🤖 AI Summary
O-RAN’s openness and intelligence introduce vulnerability to adaptive interference attacks, compromising network stability. To address this, we propose SAJD—the first closed-loop adaptive interference detection framework tailored for O-RAN. SAJD integrates a machine learning–based xApp for real-time inference with an rApp-driven online retraining pipeline, enabling near-real-time interference detection and continuous self-optimization. Fully automated, it autonomously executes the detection–feedback–retraining cycle without human intervention, even under dynamic and previously unseen interference conditions. Evaluated on an O-RAN-compliant testbed, SAJD significantly improves detection accuracy over conventional offline-trained methods while markedly enhancing environmental adaptability and robustness against evolving interference patterns.
📝 Abstract
The open radio access network (O-RAN) enables modular, intelligent, and programmable 5G network architectures through the adoption of software-defined networking, network function virtualization, and implementation of standardized open interfaces. However, one of the security concerns for O-RAN, which can severely undermine network performance, is jamming attacks.
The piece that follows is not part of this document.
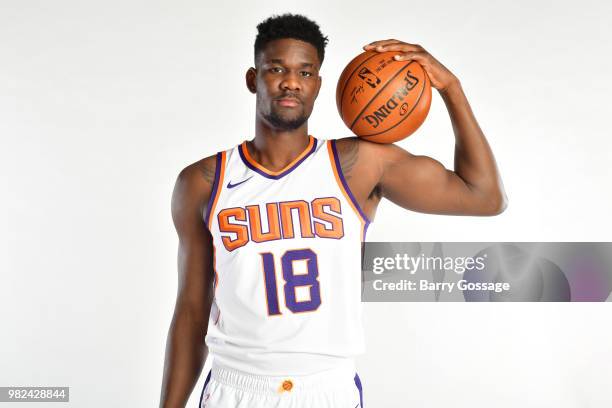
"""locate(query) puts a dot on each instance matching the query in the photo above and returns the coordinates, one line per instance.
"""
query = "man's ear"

This paper presents SAJD- a self-adaptive jammer detection framework that autonomously detects jamming attacks in AI/ML framework-integrated ORAN environments without human intervention. The SAJD framework forms a closed-loop system that includes near-realtime inference of radio signal jamming via our developed ML-based xApp, as well as continuous monitoring and retraining pipelines through rApps. In this demonstration, we will show how SAJD outperforms state-of-the-art jamming detection xApp (offline trained with manual labels) in terms of accuracy and adaptability under various dynamic and previously unseen interference scenarios in the O-RAN-compliant testbed.